Autrement dit, la valeur n’est plus uniquement dans la découverte.

Elle se déplace progressivement vers la remédiation vérifiable.

GitHub suit une logique comparable avec son Agentic Autofix.

Depuis juillet 2026, le système peut explorer plusieurs fichiers d’un dépôt, proposer une modification puis relancer l’analyse de sécurité afin de vérifier que l’alerte ayant déclenché le processus a effectivement disparu avant d’ouvrir une pull request.

Cette boucle est importante :

Détecter → Corriger → Tester → Vérifier → Faire revoir.

Et probablement recommencer si nécessaire.

Le prochain problème : une avalanche de vulnérabilités ?

Il existe enfin une conséquence plus générale.

Supposons que l’IA devienne extrêmement performante pour découvrir des vulnérabilités.

Nous pourrions alors nous retrouver avec des milliers, voire beaucoup plus, de nouvelles vulnérabilités identifiées automatiquement.

Mais si notre capacité à les corriger et à valider les correctifs ne progresse pas à la même vitesse, nous ne résolvons qu’une moitié du problème.

Nous accélérons la production de connaissances sur nos vulnérabilités sans accélérer suffisamment leur élimination.

Le véritable goulot d’étranglement pourrait donc progressivement se déplacer :

hier : trouver les vulnérabilités ;
demain : produire, vérifier et déployer suffisamment vite leurs correctifs.

L’IA, formidable assistant… mais pas encore réparateur autonome auquel faire confiance aveuglément

Les résultats actuels ne justifient ni l’enthousiasme aveugle ni le pessimisme.

L’IA sait déjà produire de vrais correctifs. Les résultats de la DARPA le démontrent à une échelle impressionnante.

Mais un correctif de sécurité n’est pas simplement du code qui compile.

Un véritable patch doit simultanément :

  • éliminer tous les chemins d’exploitation de la vulnérabilité ;
  • traiter sa cause profonde ;
  • préserver le comportement fonctionnel du logiciel ;
  • ne pas introduire une nouvelle vulnérabilité ;
  • fonctionner dans l’architecture complète de l’application ;
  • réussir les tests fonctionnels, de sécurité et de régression ;
  • et finalement être revu puis effectivement déployé.

La prochaine frontière de l’IA appliquée à la cybersécurité ne sera donc peut-être pas seulement l’IA qui trouve des failles.

Ce sera l’écosystème capable de transformer automatiquement ces découvertes en correctifs fiables, vérifiables et déployables.

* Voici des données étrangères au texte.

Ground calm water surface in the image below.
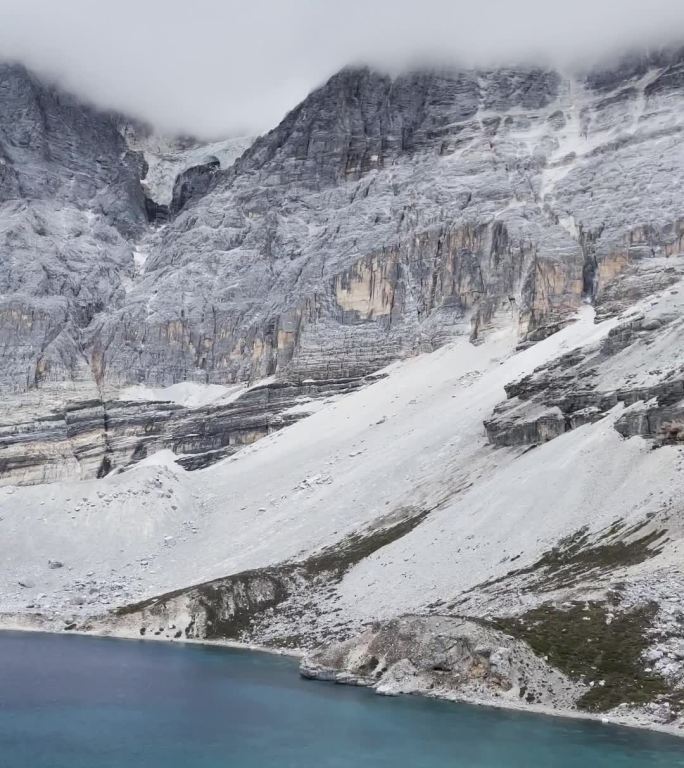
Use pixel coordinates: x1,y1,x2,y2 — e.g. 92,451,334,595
0,633,684,768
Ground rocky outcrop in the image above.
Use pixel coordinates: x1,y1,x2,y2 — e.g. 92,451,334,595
300,616,583,708
0,51,684,486
485,257,684,446
0,378,374,486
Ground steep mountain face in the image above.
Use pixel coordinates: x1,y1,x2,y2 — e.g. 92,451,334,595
0,51,684,729
0,52,684,482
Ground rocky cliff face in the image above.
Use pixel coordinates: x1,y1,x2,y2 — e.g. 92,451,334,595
0,52,684,482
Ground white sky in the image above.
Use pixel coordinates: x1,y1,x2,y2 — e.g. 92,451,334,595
0,0,684,137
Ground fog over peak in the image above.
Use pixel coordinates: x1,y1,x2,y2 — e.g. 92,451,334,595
0,0,684,137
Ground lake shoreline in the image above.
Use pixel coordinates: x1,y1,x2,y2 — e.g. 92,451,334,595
0,614,684,739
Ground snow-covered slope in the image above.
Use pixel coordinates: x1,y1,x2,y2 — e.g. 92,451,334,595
0,46,684,732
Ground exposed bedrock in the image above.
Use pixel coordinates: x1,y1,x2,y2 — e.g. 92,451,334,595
485,258,684,446
0,379,374,485
0,51,684,478
300,616,583,708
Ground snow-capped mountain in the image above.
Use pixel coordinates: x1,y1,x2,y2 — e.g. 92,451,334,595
0,50,684,732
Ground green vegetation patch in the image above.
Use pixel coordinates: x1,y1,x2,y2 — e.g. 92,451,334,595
493,602,677,712
471,520,667,592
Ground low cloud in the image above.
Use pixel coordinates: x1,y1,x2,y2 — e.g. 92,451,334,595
0,0,684,137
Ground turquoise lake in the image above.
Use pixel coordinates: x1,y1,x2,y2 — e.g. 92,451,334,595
0,632,684,768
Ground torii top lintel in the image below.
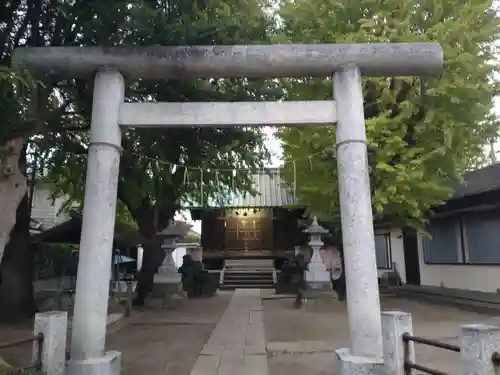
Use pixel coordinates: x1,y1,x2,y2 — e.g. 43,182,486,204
13,43,443,79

Et, paradoxalement, plus l’IA deviendra performante pour écrire les patches, plus nous aurons besoin de mécanismes indépendants capables de vérifier que l’IA n’a pas créé un nouveau problème en essayant de résoudre le précédent.

Sources

DARPA, AI Cyber Challenge marks pivotal inflection point for cyber defense, août 2025.

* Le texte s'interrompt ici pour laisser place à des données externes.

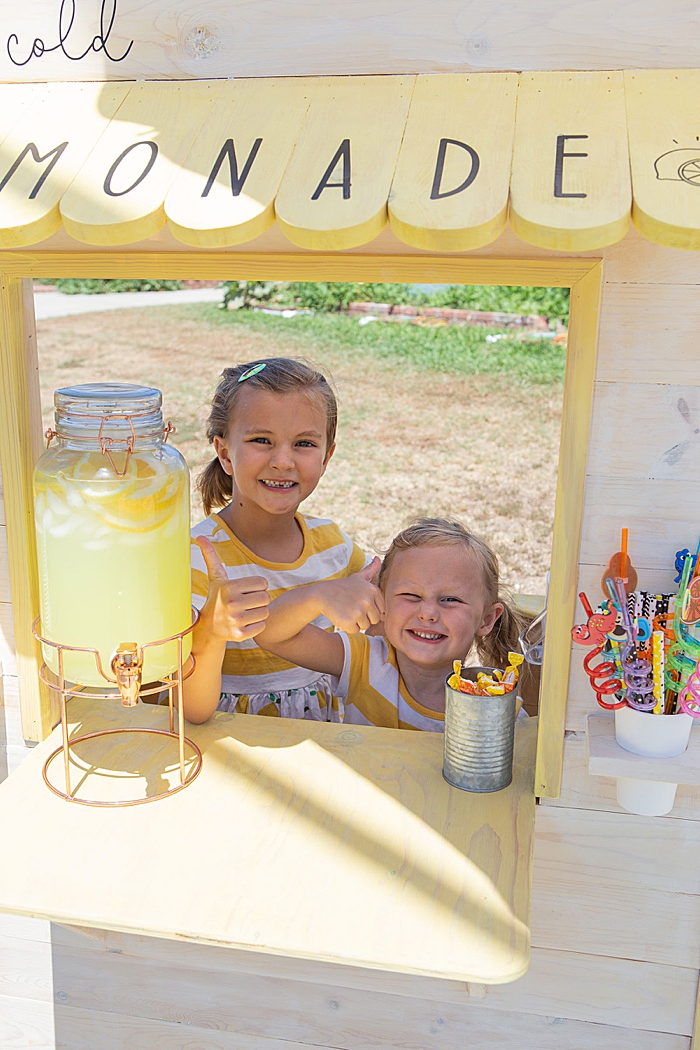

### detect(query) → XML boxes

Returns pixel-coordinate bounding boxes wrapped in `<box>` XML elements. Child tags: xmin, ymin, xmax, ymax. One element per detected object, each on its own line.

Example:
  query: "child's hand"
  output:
<box><xmin>318</xmin><ymin>558</ymin><xmax>384</xmax><ymax>634</ymax></box>
<box><xmin>195</xmin><ymin>537</ymin><xmax>270</xmax><ymax>642</ymax></box>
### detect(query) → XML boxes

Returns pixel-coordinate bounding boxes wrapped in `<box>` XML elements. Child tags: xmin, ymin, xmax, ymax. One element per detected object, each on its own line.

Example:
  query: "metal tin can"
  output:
<box><xmin>443</xmin><ymin>667</ymin><xmax>519</xmax><ymax>792</ymax></box>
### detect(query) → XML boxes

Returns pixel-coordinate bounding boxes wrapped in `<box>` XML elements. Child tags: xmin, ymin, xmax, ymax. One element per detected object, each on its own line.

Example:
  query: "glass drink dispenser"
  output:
<box><xmin>35</xmin><ymin>383</ymin><xmax>191</xmax><ymax>688</ymax></box>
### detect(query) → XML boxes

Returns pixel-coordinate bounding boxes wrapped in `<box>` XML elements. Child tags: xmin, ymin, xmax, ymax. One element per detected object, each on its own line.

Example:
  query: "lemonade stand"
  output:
<box><xmin>0</xmin><ymin>0</ymin><xmax>700</xmax><ymax>1050</ymax></box>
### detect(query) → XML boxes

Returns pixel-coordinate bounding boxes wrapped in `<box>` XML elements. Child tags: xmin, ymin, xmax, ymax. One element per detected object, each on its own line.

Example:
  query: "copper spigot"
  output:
<box><xmin>111</xmin><ymin>642</ymin><xmax>144</xmax><ymax>708</ymax></box>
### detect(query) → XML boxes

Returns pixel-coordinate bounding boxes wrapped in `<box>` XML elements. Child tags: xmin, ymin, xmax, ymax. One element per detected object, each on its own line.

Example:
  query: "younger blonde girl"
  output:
<box><xmin>258</xmin><ymin>518</ymin><xmax>526</xmax><ymax>732</ymax></box>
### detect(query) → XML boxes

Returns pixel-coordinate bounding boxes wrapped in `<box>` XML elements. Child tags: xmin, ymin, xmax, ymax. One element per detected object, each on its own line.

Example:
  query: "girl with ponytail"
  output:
<box><xmin>184</xmin><ymin>357</ymin><xmax>379</xmax><ymax>722</ymax></box>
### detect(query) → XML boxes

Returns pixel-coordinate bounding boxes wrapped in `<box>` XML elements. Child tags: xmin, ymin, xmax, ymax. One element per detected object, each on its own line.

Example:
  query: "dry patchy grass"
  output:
<box><xmin>38</xmin><ymin>307</ymin><xmax>561</xmax><ymax>593</ymax></box>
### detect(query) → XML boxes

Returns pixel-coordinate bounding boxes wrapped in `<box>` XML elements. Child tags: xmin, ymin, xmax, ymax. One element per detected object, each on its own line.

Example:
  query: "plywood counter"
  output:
<box><xmin>0</xmin><ymin>698</ymin><xmax>536</xmax><ymax>984</ymax></box>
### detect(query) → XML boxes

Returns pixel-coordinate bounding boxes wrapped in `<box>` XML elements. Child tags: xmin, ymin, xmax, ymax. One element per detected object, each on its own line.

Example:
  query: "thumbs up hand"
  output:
<box><xmin>316</xmin><ymin>558</ymin><xmax>384</xmax><ymax>634</ymax></box>
<box><xmin>195</xmin><ymin>537</ymin><xmax>270</xmax><ymax>642</ymax></box>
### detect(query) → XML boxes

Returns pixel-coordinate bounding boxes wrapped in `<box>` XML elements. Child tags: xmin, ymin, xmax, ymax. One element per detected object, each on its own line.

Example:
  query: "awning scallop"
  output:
<box><xmin>0</xmin><ymin>70</ymin><xmax>700</xmax><ymax>252</ymax></box>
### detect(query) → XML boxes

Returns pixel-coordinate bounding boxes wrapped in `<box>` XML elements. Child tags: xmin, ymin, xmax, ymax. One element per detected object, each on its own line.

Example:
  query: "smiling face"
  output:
<box><xmin>214</xmin><ymin>390</ymin><xmax>335</xmax><ymax>515</ymax></box>
<box><xmin>384</xmin><ymin>544</ymin><xmax>503</xmax><ymax>673</ymax></box>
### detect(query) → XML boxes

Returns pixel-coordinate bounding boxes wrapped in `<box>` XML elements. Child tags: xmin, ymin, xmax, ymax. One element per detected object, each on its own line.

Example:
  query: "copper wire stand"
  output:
<box><xmin>31</xmin><ymin>609</ymin><xmax>201</xmax><ymax>809</ymax></box>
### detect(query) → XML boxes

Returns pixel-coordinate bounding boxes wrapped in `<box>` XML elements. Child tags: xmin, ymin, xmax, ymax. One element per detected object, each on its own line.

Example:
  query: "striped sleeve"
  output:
<box><xmin>339</xmin><ymin>634</ymin><xmax>399</xmax><ymax>729</ymax></box>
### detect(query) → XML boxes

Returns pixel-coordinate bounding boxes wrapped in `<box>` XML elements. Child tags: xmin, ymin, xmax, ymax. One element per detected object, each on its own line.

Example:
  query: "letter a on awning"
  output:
<box><xmin>0</xmin><ymin>70</ymin><xmax>700</xmax><ymax>252</ymax></box>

Zhang, Zheng & Lou, MPC-Patch-Bench: Security-Aware LLM Code Patch for Multi-Party Computation, juin 2026.

Wang et al., Root-Cause-Driven Automated Vulnerability Repair, mai 2026.

1Password / Off-by-1 Labs, résultats sur l’évaluation de 6 080 patches générés par IA, rapportés en août 2026.

Przymus, Happe & Cito, Adversarial Bug Reports as a Security Risk in Language Model-Based Automated Program Repair, 2025.

NIST / IEEE Computer, Can AI Fix Buggy Code? Exploring the Use of Large Language Models in Automated Program Repair, 2025.

OpenAI & Trail of Bits, Patch the Planet, juin 2026.

GitHub, Agentic Autofix for code scanning alerts, juillet 2026.